Synthetic lethal screens in yeast have been used to identify genes involved in cell polarity, secretion, DNA repair and cell cycle [27, 28]. Due to the high conservation of genome integrity and cell-cycle related genes from yeast to higher organisms and their close relation with cancer disease [29], massive screenings of yeast SL interactions can provide a valuable information for SL inference applied to novel cancer therapy search. We emphasize though that the aim of this work is not to provide a general inference method of SL network from one organism to another. Instead, it adds to the rationale of drug design by supplying a candidate-list of human gene pairs, potentially SL, that could constitute the basis for future pharmacological testing. Additionally, network thinking has provided an excellent framework for the study of very large genetic systems. In particular, gene-disease [30, 31], gene-target [32] and synthetic-lethal [23, 33, 34] network representations have contributed to the understanding of these systems as a whole. Following this approach, we integrate the information in a network framework from several databases in order to provide supporting evidence for candidates' reliability.

Methods

Our identification of potential anti-cancer gene targets proceeds through the integration of the biological information originating from different databases. Figure 2 illustrates the methodology for the data-collection process and for the selection of potential anti-cancer gene targets. The yeast SL network was constructed from the yeast SL interaction list available from BioGRID database [35]. In this network, nodes represent genes and the link between them indicates a SL interaction, i.e. when both are simultaneously mutated, a lethal condition is satisfied. The phylogenetic inference from yeast to human genes was obtained from the Ensembl database noteEnsembl: http://ftp.ensembl.org/pub/current_emf/ensembl_compara/homologies, March 3rd, 2008. The yeast-genes list belonging to SL network was contrasted with this database. The inferred human SL network (in short iHSLN) is then obtained by introducing the yeast SL interactions on their human phylogenetically-conserved counterparts, that is their orthologs (see also [36]). Subsequently, as we detail below, the resulting network was filtered by different biological databases for public use: 1) COSMIC and Cancer Gene Census, 2) Gene ontology and Gene ontology annotation (GO and GOA) and 3) DrugBank database.

Figure 2
figure 2

Schematic representation of our methodology. Potential anti-cancer gene-targets are proposed for future experimental validation.

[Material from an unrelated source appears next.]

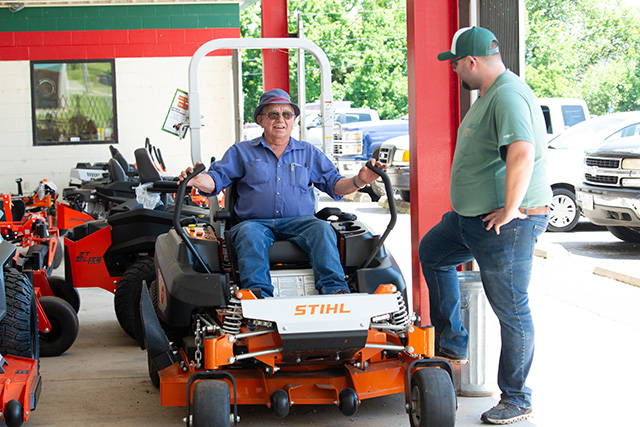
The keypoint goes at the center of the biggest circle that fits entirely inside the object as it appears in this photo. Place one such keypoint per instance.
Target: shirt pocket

Obtaining the yeast synthetic lethal network

The collected data on yeast genetic screens including synthetic lethality is available at BioGRID database (version 2.0.38) [35]. From this data, we retain only those genes having a systematic name as it appears in http://www.yeastgenome.org. The resultant compilation is derived from 1233 articles, with half of the total of 12707 SL relations being contained in five main articles [16, 27, 28, 37, 38]. As commented above, the data consists of knock-out and hypomorph experiments, with the latter corresponding to essential genes [16]. The list of essential genes has been downloaded from the Saccharomyces Genome Deletion Project http://www-sequence.stanford.edu/group/yeast_deletion_project/deletions3.html.

Obtaining the iHSLN

Homologs between H. Sapiens and S. cerevisiae were obtained by similarity measures from the whole-genome multiple alignments by the Ensembl comparative genomics team. Human genes in this study were named according to HUGO gene nomenclature committee (HGNC http://www.genenames.org/). Each entry of the homology data file contains gene's evolutionary history corresponding to a gene tree that diverged from a common ancestor (see Figures 3 and 4). In our study, gene conservation in yeast and human can be summarized in three types of relations. The simplest case corresponds to one-to-one relation between yeast and human genes (orthologous relation). However, duplication events during evolution led to two alternative cases (see Figure 3B), where one yeast gene has more than one human homolog (one-to-m relation), and vice versa (n-to-one relation) [36]. The case of n-to-m was rarely encountered (Figure 3C). A yeast-human inference relation is straightforward for the one-to-one cases, and the human gene inherits the SL neighbors of its yeast homolog. On the contrary, the paralog cases require the introduction of approximate relations. More precisely, we manually curated all the cases where the inference is not one-to-one. For the one-to-m cases, we collapsed the multiple human genes into a single node that inherits the SL links of the yeast ortholog (Figure 4A). This situation does not affect the pattern of interactions derived from yeast SL network. In addition, by checking the biological function of these m human genes, we classify them into subsets of similar functions, and collapse these subsets into separate nodes. Thus a yeast gene having m orthologs might correspond to more than one node in the human SL network. Again, we emphasize the distinction between the single-gene nodes in the yeast SL network and the potentially multiple-gene nodes in the iHSLN. The statistics of the genes vs nodes the from gene-inference process is illustrated in Figure 5.

Figure 3
figure 3

The orthology relation in the process of yeast-to-human inference method. The one-to-one case of one yeast gene having one human homolog (A). The n-to-one case of several human genes having the same yeast homolog (B). The one-to-m case can be defined analogously. The n-to-m is a very rare case where more than one human gene are homologs of more than one yeast gene (C).

Figure 4
figure 4

Gene-node convention for the iHSLN construction. Every node in yeast SL network (YSLN) has associated gene. (A) For n-to-one, the corresponding node in the iHSLN contains the human paralogs of the yeast homologous counterpart. (B) In the case that two SL yeast partners are phylogenetically related to a single human gene, an autolink appears in the human SL network. This is and artifact of the method. However, we have kept this information to provide a more detailed picture in case such a node is a suitable candidate.

Figure 5
figure 5

The statistics of the genes vs nodes the from gene-inference process.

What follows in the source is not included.